Chirality Meets Quantum Mechanics
Chirality or enantiomorphism describes the geometrical property of an object that it cannot be superimposed to its mirror image by any combination of rotations and translations. Chirality is omnipresent in nature and plays a major role for organic life. Enantioselectivity of reactions and interactions has always been considered as a purely geometrical effect.
Only a few years ago, an interaction between the handedness of chiral molecules and the quantum mechanical electron spin was reported, which is nowadays referred to as chirality-induced spin selectivity (CISS). CISS is manifested by the observations that (i) photoemission or conduction electrons become spin-polarized when passing through a layer of enantiopure molecules and (ii) the adsorption of chiral molecules on magnetized surfaces is enantio-selective. The first effect allows the realization of purely organic and molecule-sized sources of spin-polarized currents that reach several 10% polarization at room temperature without relying on ferromagnetic materials. The second effect promises new and highly efficient methods for the separation or selection of enantiomers, which are technologically extremely important but have been very laborious until now. Any technology that takes advantage of controlling spin currents, including quantum information technology and spin chemistry, is likely to benefit from CISS.

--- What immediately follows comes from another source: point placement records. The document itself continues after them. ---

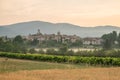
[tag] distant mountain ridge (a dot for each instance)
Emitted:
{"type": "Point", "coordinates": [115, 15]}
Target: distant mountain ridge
{"type": "Point", "coordinates": [31, 27]}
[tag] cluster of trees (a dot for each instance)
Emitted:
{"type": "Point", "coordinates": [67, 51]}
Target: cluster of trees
{"type": "Point", "coordinates": [13, 45]}
{"type": "Point", "coordinates": [111, 40]}
{"type": "Point", "coordinates": [103, 61]}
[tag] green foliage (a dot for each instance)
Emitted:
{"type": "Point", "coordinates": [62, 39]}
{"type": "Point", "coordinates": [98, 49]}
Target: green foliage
{"type": "Point", "coordinates": [63, 49]}
{"type": "Point", "coordinates": [109, 40]}
{"type": "Point", "coordinates": [51, 51]}
{"type": "Point", "coordinates": [66, 59]}
{"type": "Point", "coordinates": [32, 50]}
{"type": "Point", "coordinates": [18, 40]}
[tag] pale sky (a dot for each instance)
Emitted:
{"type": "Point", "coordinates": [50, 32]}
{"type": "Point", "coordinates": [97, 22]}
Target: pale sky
{"type": "Point", "coordinates": [78, 12]}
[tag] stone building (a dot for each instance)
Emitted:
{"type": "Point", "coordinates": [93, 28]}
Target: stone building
{"type": "Point", "coordinates": [56, 37]}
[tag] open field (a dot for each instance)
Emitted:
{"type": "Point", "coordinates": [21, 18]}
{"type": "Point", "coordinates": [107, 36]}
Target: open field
{"type": "Point", "coordinates": [9, 65]}
{"type": "Point", "coordinates": [15, 69]}
{"type": "Point", "coordinates": [68, 74]}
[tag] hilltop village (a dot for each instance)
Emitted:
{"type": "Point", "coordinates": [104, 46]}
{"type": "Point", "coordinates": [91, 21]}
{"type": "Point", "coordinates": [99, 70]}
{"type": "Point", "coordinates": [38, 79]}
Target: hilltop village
{"type": "Point", "coordinates": [63, 38]}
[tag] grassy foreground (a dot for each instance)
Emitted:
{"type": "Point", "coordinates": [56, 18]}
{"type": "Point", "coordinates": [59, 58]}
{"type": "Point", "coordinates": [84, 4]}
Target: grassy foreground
{"type": "Point", "coordinates": [9, 65]}
{"type": "Point", "coordinates": [15, 69]}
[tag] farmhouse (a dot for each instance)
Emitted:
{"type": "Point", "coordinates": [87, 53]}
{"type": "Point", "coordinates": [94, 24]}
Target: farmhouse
{"type": "Point", "coordinates": [56, 37]}
{"type": "Point", "coordinates": [92, 41]}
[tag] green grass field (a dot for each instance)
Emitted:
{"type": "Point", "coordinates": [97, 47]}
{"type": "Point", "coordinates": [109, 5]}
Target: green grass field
{"type": "Point", "coordinates": [8, 65]}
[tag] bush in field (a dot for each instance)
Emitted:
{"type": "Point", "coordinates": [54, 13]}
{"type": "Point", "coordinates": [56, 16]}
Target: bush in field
{"type": "Point", "coordinates": [51, 51]}
{"type": "Point", "coordinates": [71, 52]}
{"type": "Point", "coordinates": [41, 51]}
{"type": "Point", "coordinates": [63, 49]}
{"type": "Point", "coordinates": [65, 59]}
{"type": "Point", "coordinates": [32, 50]}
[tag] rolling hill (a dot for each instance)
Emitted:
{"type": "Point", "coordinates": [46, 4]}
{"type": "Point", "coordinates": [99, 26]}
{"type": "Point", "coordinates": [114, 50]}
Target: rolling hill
{"type": "Point", "coordinates": [31, 27]}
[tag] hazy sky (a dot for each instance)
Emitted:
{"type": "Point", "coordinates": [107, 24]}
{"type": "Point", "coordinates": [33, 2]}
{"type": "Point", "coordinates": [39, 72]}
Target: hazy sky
{"type": "Point", "coordinates": [79, 12]}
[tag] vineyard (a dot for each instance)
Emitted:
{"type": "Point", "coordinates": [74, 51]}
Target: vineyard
{"type": "Point", "coordinates": [104, 61]}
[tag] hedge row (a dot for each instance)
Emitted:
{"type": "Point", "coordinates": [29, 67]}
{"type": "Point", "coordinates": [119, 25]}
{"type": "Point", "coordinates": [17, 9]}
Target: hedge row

By now, CISS effects are experimentally well established and have been observed for various classes of chiral molecules and with a wide range of measurement techniques. Surprisingly, there is as yet no clear theoretical understanding of the CISS effects. A natural starting point to explain an interaction between spin and the chiral structure in real space is spin-orbit coupling (SOC). Indeed, models based on conventional SOC in organic molecules predict CISS, but the effect sizes are far too small compared to experiments.

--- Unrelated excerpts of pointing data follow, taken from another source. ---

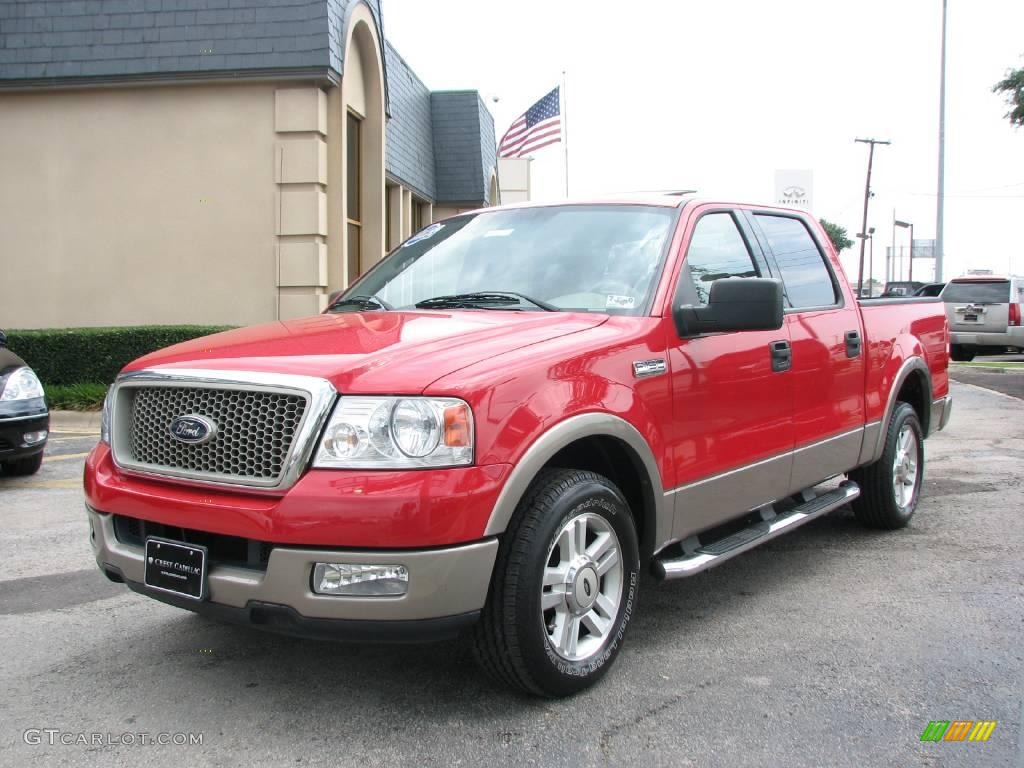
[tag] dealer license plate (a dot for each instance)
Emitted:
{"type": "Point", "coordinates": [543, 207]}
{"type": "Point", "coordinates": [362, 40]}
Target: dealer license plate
{"type": "Point", "coordinates": [176, 567]}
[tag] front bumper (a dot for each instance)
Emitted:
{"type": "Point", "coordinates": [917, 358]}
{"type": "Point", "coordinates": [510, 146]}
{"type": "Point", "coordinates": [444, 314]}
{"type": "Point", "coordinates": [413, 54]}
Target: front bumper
{"type": "Point", "coordinates": [446, 589]}
{"type": "Point", "coordinates": [12, 431]}
{"type": "Point", "coordinates": [1013, 337]}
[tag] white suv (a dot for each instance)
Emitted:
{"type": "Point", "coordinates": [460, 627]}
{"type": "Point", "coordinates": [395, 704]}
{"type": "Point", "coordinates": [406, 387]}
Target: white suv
{"type": "Point", "coordinates": [984, 313]}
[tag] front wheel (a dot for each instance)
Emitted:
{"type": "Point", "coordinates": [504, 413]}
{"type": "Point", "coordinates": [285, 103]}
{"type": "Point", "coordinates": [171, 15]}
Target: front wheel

Obviously, a deeper understanding of the CISS effects in various molecules and experimental situations requires detailed knowledge of the respective electronic structure and its impact on spin-dependent transport and photoemission or on the enantiospecific interaction with ferromagnetic surfaces. This is where the research at PGI-6 comes in.
Spin-dependent scanning tunnelling microscopy and spectroscopy (SP-STM/STS) offer the possibility to simultaneously characterize the molecule-substrate configuration on the atomic scale and to access the spin-resolved electronic structure near the Fermi edge via spin-dependent (tunnelling) transport. We apply SP-STM/STS under ultra-high-vacuum conditions and at low temperature (4 K) to individual model molecules and self-assembled monolayers thereof, both deposited onto well-defined, crystalline non-magnetic (Cu, Au) and ferromagnetic (Fe, Co) surfaces. These extremely well-defined conditions will help to bridge the gap between theoretical models and experiments on CISS reported to date.